Boom for Real: The Late Teenage Years of Jean-Michel Basquiat’
Lapacazo Sandoval | 10/12/2017, midnight
New York City is my home and has been since the 80s. I was too young to have known
the artist Jean-Michel Basquiat, but my first boss, at La MaMa Experimental Theatre Club, Wickham Boyle, did.
For those who don’t follow the fine art world, the name Basquiat might not have any relevance. But for those who follow the work of African-American fine artists, this man's art, life and death remain of interest. At a recent art sale this past May “Untitled,” a Basquiat painting from 1982, sold for $110.5 million at a Sotheby auction. The news of the sale was significant because, in this exclusive world, not many pieces of art ever get to join the $100 million-plus club and it was reported, in the salesroom, that the amount a collector was willing to pay made the assembled crowd gasp. I think Basquiat would have loved to witness that collective inhale of air! It’s a 1982 painting of a skull.
In the new documentary (screening at the 55th New York Film Festival), “Boom for Real: The Late Teenage Years of Jean-Michel Basquiat,” director Sara Driver gives an intimate glimpse into his life, struggle and his rise in the art world. “I don’t think about art when I’m working,” Basquiat once said. “I try to think about life.”
In many ways, it was his very lean years in New York City that helped shape his work. And he made art everywhere. That included using the sides of buildings, discarded pieces of trash, refrigerator doors, bathroom doors, radiators, coats, dresses and canvases, all of them an outlet to help express the ideas, thoughts and imagery that lived inside the man. In examining Basquiat’s life pre-fame, Driver weaves the story of his life in the city with never seen works, writings and photographs.
When I asked my former boss about Basquiat’s personality, she offered this slice from her memory: “OK so Jean-Michel was a downtown fixture and as so was I, not a cult figure, but still I was downtown endlessly running a theater called LaMama. All of us on the Lower East Side and so I saw him. I rode my bike everywhere, at all hours of the night, went to the Mud Club, Area, CBGB’s and Phoebes. We were a much smaller group back then, just kids, as Patti Smith's book title says. Jean- Michel had a sweet, far-away sense about him, and he was often scribbling and making what we now know is world-changing art.
“I was not into drugs or booze. No high and mighty calling, just not my thing. But I went to parties where everything flowed, and then I'd ride my bike home to TriBeCa, where only artists and rats seemed to live.

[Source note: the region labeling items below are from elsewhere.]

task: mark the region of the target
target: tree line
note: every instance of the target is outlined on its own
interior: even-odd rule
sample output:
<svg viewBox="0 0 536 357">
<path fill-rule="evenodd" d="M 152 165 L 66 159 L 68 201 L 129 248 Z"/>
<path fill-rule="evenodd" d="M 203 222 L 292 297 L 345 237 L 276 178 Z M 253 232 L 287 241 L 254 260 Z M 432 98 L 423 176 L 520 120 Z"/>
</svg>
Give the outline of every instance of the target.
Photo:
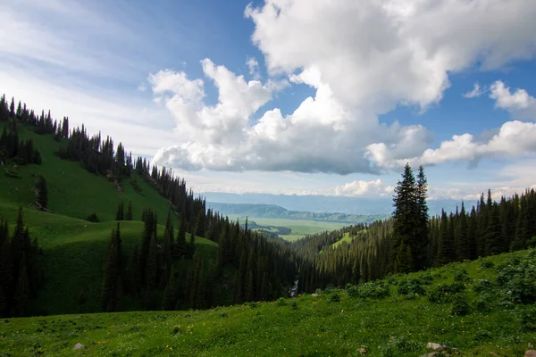
<svg viewBox="0 0 536 357">
<path fill-rule="evenodd" d="M 389 220 L 312 236 L 292 244 L 299 265 L 300 291 L 342 286 L 415 271 L 451 262 L 536 245 L 536 193 L 492 199 L 482 195 L 470 210 L 428 217 L 423 169 L 406 165 Z M 345 233 L 349 243 L 331 245 Z M 322 252 L 322 253 L 320 253 Z"/>
</svg>

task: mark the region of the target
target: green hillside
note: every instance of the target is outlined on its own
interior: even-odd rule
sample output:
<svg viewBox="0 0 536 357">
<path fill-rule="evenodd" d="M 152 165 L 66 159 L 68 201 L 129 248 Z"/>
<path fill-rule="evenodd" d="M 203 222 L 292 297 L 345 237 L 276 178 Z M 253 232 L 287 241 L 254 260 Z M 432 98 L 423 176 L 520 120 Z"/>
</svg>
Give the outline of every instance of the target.
<svg viewBox="0 0 536 357">
<path fill-rule="evenodd" d="M 0 204 L 0 217 L 13 222 L 16 214 L 15 206 Z M 32 303 L 32 314 L 99 311 L 105 253 L 116 222 L 91 223 L 29 209 L 25 209 L 23 215 L 31 237 L 38 239 L 44 251 L 46 281 Z M 141 221 L 121 222 L 125 252 L 139 242 L 142 229 Z M 161 238 L 163 230 L 163 226 L 158 227 Z M 217 256 L 217 245 L 203 237 L 196 237 L 196 250 L 205 260 Z M 80 303 L 80 295 L 85 300 L 83 303 Z M 140 309 L 135 300 L 127 300 L 125 305 L 127 310 Z"/>
<path fill-rule="evenodd" d="M 419 356 L 432 342 L 450 355 L 522 356 L 536 345 L 535 266 L 536 251 L 521 251 L 274 303 L 9 319 L 0 353 Z"/>
<path fill-rule="evenodd" d="M 0 123 L 0 127 L 2 125 Z M 50 212 L 82 220 L 96 212 L 101 221 L 107 221 L 115 220 L 121 201 L 124 202 L 125 209 L 131 201 L 135 220 L 140 219 L 144 208 L 151 207 L 156 212 L 158 221 L 165 223 L 170 203 L 136 173 L 133 177 L 140 192 L 136 192 L 128 179 L 123 180 L 122 192 L 120 192 L 105 177 L 88 172 L 82 164 L 59 159 L 55 153 L 67 139 L 56 142 L 52 135 L 38 135 L 25 125 L 19 125 L 19 137 L 33 140 L 34 146 L 41 153 L 43 163 L 21 165 L 16 170 L 10 165 L 20 178 L 8 178 L 2 172 L 0 203 L 29 207 L 36 200 L 33 187 L 37 178 L 43 175 L 48 188 Z M 178 227 L 177 218 L 173 219 L 174 226 Z"/>
</svg>

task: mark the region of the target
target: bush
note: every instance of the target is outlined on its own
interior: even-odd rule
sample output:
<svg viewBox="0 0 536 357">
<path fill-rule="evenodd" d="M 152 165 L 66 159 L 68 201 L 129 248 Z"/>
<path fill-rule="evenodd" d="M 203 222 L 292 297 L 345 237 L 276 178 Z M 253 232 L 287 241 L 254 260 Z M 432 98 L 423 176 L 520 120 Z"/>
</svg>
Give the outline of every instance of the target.
<svg viewBox="0 0 536 357">
<path fill-rule="evenodd" d="M 431 303 L 448 303 L 456 294 L 461 293 L 465 289 L 465 286 L 460 282 L 452 284 L 441 284 L 428 293 L 428 300 Z"/>
<path fill-rule="evenodd" d="M 536 331 L 536 306 L 522 309 L 520 322 L 523 332 Z"/>
<path fill-rule="evenodd" d="M 454 316 L 465 316 L 471 312 L 471 306 L 467 303 L 465 295 L 458 295 L 455 298 L 450 314 Z"/>
<path fill-rule="evenodd" d="M 493 298 L 490 294 L 484 294 L 476 300 L 474 307 L 479 312 L 490 312 Z"/>
</svg>

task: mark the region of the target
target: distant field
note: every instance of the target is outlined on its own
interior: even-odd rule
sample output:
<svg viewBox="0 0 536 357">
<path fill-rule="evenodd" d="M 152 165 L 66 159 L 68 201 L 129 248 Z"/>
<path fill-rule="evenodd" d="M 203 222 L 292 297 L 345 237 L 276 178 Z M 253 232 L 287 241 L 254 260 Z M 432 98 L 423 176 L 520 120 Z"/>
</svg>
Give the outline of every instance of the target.
<svg viewBox="0 0 536 357">
<path fill-rule="evenodd" d="M 239 217 L 238 214 L 229 214 L 228 217 L 230 220 L 234 220 L 239 219 L 240 223 L 246 221 L 246 217 Z M 322 220 L 257 217 L 247 217 L 247 220 L 254 221 L 261 226 L 287 227 L 290 228 L 292 230 L 290 235 L 280 235 L 281 238 L 288 241 L 295 241 L 303 238 L 305 236 L 310 236 L 326 230 L 339 229 L 343 227 L 351 225 L 351 223 L 325 222 Z"/>
</svg>

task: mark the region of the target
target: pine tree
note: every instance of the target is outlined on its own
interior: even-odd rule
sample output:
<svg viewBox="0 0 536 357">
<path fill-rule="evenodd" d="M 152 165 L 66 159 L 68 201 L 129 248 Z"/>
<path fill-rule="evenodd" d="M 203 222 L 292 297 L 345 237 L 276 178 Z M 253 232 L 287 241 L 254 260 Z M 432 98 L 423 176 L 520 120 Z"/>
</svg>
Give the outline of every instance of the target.
<svg viewBox="0 0 536 357">
<path fill-rule="evenodd" d="M 46 180 L 43 176 L 38 179 L 38 199 L 36 203 L 41 211 L 47 211 L 48 208 L 48 190 L 46 188 Z"/>
</svg>

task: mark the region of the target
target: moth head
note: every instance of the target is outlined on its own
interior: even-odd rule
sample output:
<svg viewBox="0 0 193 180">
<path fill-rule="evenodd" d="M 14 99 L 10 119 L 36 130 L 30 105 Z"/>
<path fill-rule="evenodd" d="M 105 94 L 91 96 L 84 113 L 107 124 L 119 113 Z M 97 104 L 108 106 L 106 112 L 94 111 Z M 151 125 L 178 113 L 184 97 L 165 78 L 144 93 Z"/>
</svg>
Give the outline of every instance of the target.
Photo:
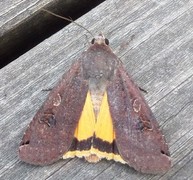
<svg viewBox="0 0 193 180">
<path fill-rule="evenodd" d="M 109 40 L 105 38 L 105 36 L 100 33 L 98 36 L 92 39 L 91 44 L 100 44 L 100 45 L 109 45 Z"/>
</svg>

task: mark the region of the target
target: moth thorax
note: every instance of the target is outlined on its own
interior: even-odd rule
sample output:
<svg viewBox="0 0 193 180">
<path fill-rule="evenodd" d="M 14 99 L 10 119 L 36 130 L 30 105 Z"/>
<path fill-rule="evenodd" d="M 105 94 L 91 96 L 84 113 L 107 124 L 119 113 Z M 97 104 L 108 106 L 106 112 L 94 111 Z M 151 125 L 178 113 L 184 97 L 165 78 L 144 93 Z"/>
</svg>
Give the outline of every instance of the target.
<svg viewBox="0 0 193 180">
<path fill-rule="evenodd" d="M 91 154 L 89 156 L 85 157 L 85 160 L 88 161 L 89 163 L 97 163 L 99 162 L 101 159 L 95 155 L 95 154 Z"/>
<path fill-rule="evenodd" d="M 91 99 L 92 99 L 92 104 L 94 108 L 94 113 L 95 117 L 97 118 L 99 111 L 100 111 L 100 106 L 102 103 L 103 99 L 103 93 L 101 91 L 91 91 Z"/>
</svg>

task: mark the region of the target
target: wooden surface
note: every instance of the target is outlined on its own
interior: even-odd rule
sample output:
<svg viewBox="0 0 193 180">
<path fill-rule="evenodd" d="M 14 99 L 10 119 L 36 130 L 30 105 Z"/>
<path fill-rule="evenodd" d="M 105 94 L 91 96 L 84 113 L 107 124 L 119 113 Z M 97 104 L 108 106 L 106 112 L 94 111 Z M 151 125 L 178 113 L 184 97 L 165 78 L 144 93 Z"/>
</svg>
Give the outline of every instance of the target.
<svg viewBox="0 0 193 180">
<path fill-rule="evenodd" d="M 48 94 L 42 89 L 53 87 L 92 39 L 71 24 L 0 70 L 0 179 L 193 179 L 193 1 L 107 0 L 77 22 L 93 34 L 102 31 L 148 91 L 173 166 L 145 175 L 106 160 L 75 158 L 45 167 L 19 160 L 23 133 Z"/>
</svg>

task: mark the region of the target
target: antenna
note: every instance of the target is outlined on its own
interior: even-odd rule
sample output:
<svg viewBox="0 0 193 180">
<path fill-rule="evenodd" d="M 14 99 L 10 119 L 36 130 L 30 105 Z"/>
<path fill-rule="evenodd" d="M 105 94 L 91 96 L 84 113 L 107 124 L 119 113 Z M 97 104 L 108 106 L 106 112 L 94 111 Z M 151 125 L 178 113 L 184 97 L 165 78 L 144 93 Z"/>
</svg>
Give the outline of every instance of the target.
<svg viewBox="0 0 193 180">
<path fill-rule="evenodd" d="M 53 12 L 47 10 L 47 9 L 44 9 L 44 8 L 42 8 L 41 10 L 42 10 L 42 11 L 45 11 L 45 12 L 47 12 L 47 13 L 53 15 L 53 16 L 56 16 L 56 17 L 58 17 L 58 18 L 64 19 L 64 20 L 66 20 L 66 21 L 68 21 L 68 22 L 72 22 L 72 23 L 76 24 L 77 26 L 83 28 L 83 29 L 86 30 L 89 34 L 91 34 L 92 37 L 94 37 L 93 34 L 92 34 L 88 29 L 86 29 L 84 26 L 80 25 L 79 23 L 73 21 L 72 19 L 66 18 L 66 17 L 63 17 L 63 16 L 60 16 L 60 15 L 55 14 L 55 13 L 53 13 Z"/>
</svg>

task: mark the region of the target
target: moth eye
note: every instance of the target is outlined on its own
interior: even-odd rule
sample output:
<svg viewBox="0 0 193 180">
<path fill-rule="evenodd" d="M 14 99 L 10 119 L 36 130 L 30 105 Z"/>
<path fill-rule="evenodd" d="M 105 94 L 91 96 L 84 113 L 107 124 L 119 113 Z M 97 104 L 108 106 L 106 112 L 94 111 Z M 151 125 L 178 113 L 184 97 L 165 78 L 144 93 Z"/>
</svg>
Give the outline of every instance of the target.
<svg viewBox="0 0 193 180">
<path fill-rule="evenodd" d="M 109 45 L 109 40 L 107 38 L 105 38 L 105 44 Z"/>
<path fill-rule="evenodd" d="M 95 42 L 95 38 L 92 39 L 91 44 L 94 44 L 94 42 Z"/>
</svg>

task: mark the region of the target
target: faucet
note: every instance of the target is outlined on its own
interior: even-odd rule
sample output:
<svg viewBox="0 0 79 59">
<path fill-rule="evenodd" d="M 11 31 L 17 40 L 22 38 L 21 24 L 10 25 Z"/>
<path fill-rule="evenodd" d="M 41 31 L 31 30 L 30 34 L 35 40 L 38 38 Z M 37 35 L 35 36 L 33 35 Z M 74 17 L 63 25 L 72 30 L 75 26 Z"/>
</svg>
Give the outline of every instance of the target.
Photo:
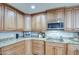
<svg viewBox="0 0 79 59">
<path fill-rule="evenodd" d="M 63 37 L 62 36 L 60 36 L 60 39 L 59 39 L 61 42 L 63 42 L 64 40 L 63 40 Z"/>
</svg>

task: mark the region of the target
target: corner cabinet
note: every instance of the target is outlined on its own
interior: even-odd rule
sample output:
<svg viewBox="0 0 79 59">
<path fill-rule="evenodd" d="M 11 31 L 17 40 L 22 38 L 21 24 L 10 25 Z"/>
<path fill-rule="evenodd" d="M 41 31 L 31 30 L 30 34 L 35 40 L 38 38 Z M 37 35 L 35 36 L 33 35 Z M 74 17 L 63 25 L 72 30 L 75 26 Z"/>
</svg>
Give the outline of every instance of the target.
<svg viewBox="0 0 79 59">
<path fill-rule="evenodd" d="M 65 31 L 73 31 L 74 29 L 74 13 L 73 8 L 65 9 L 65 22 L 64 29 Z"/>
<path fill-rule="evenodd" d="M 79 45 L 78 44 L 68 44 L 68 55 L 79 55 Z"/>
<path fill-rule="evenodd" d="M 36 14 L 32 16 L 32 31 L 42 32 L 47 30 L 46 13 Z"/>
<path fill-rule="evenodd" d="M 22 13 L 16 12 L 16 28 L 17 31 L 24 31 L 24 15 Z"/>
<path fill-rule="evenodd" d="M 0 5 L 0 31 L 3 31 L 4 6 Z"/>
<path fill-rule="evenodd" d="M 25 54 L 25 42 L 17 42 L 12 45 L 8 45 L 0 48 L 0 55 L 24 55 Z"/>
<path fill-rule="evenodd" d="M 66 44 L 46 42 L 46 55 L 66 55 Z"/>
<path fill-rule="evenodd" d="M 47 19 L 48 22 L 53 22 L 55 20 L 64 20 L 64 8 L 47 11 Z"/>
<path fill-rule="evenodd" d="M 5 31 L 16 30 L 16 12 L 14 9 L 5 6 Z"/>
<path fill-rule="evenodd" d="M 74 8 L 74 30 L 79 32 L 79 7 Z"/>
<path fill-rule="evenodd" d="M 79 8 L 65 9 L 65 30 L 79 32 Z"/>
<path fill-rule="evenodd" d="M 32 40 L 32 54 L 34 55 L 44 55 L 44 41 L 42 40 Z"/>
<path fill-rule="evenodd" d="M 34 23 L 32 25 L 34 26 Z M 24 16 L 24 31 L 31 31 L 31 15 Z"/>
</svg>

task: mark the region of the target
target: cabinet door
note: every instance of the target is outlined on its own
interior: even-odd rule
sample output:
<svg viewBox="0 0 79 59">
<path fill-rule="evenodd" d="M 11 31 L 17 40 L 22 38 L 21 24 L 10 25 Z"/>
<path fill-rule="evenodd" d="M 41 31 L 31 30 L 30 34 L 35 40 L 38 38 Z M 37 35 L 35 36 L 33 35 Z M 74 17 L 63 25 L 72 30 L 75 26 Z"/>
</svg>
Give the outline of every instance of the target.
<svg viewBox="0 0 79 59">
<path fill-rule="evenodd" d="M 3 30 L 3 16 L 4 16 L 4 8 L 0 5 L 0 31 Z"/>
<path fill-rule="evenodd" d="M 15 10 L 5 7 L 5 30 L 16 30 L 16 13 Z"/>
<path fill-rule="evenodd" d="M 36 31 L 36 15 L 32 16 L 32 31 Z"/>
<path fill-rule="evenodd" d="M 79 8 L 74 8 L 74 30 L 79 31 Z"/>
<path fill-rule="evenodd" d="M 44 41 L 32 41 L 32 53 L 36 55 L 44 55 Z"/>
<path fill-rule="evenodd" d="M 3 51 L 2 55 L 16 55 L 16 50 L 15 49 L 9 49 L 9 50 Z"/>
<path fill-rule="evenodd" d="M 47 30 L 47 17 L 46 14 L 41 15 L 41 31 Z"/>
<path fill-rule="evenodd" d="M 68 55 L 79 55 L 79 45 L 69 44 Z"/>
<path fill-rule="evenodd" d="M 56 10 L 56 19 L 64 20 L 64 8 Z"/>
<path fill-rule="evenodd" d="M 73 15 L 73 9 L 65 9 L 65 24 L 64 29 L 67 31 L 71 31 L 74 29 L 74 15 Z"/>
<path fill-rule="evenodd" d="M 36 16 L 36 31 L 41 31 L 41 15 Z"/>
<path fill-rule="evenodd" d="M 51 11 L 47 11 L 47 19 L 48 19 L 48 22 L 51 22 L 53 20 L 56 19 L 56 14 L 55 14 L 55 10 L 51 10 Z"/>
<path fill-rule="evenodd" d="M 55 55 L 66 55 L 64 47 L 55 47 Z"/>
<path fill-rule="evenodd" d="M 21 30 L 23 31 L 24 30 L 24 15 L 17 12 L 17 30 Z"/>
<path fill-rule="evenodd" d="M 32 41 L 25 40 L 25 54 L 32 55 Z"/>
<path fill-rule="evenodd" d="M 24 44 L 15 47 L 16 55 L 24 55 L 25 54 L 25 46 Z"/>
<path fill-rule="evenodd" d="M 24 31 L 31 31 L 31 15 L 25 15 L 24 23 Z"/>
</svg>

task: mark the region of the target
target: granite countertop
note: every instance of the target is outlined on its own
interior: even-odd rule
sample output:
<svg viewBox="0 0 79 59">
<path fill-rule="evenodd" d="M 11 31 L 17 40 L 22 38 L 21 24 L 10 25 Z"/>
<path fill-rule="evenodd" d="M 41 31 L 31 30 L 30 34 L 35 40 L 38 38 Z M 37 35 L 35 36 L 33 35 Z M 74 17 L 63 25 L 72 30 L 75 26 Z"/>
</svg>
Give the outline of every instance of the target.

“I saw Jean-Michel at his most human in TriBeCa down on North Moore Street at Carlos and Paulette Almada’s crazy spread out the loft. Carlos was involved with the Club MK. We had kids the same age. I lived across the street and Jean-Michel was often there for dinners or holidays and of course, the kids adored him. He was one himself.
“Tragedy seemed sewn into the arts community in the 80s. The AIDS crisis was seemingly everywhere and it terrorized all of us as we watched friends fall every week. So, when Jean-Michel succumbed to a drug overdose it hit hard, but it was another tall timber hitting the cluttered forest floor.
‘I bet he would not have been surprised to see the copycats and soaring prices. Don’t we all wish we had scooped up the scribbles as a nest egg for old age after decades downtown.”
His life was short: Jean-Michel Basquiat was born Dec. 22, 1960, in Brooklyn, N.Y. He died Aug. 12, 1988.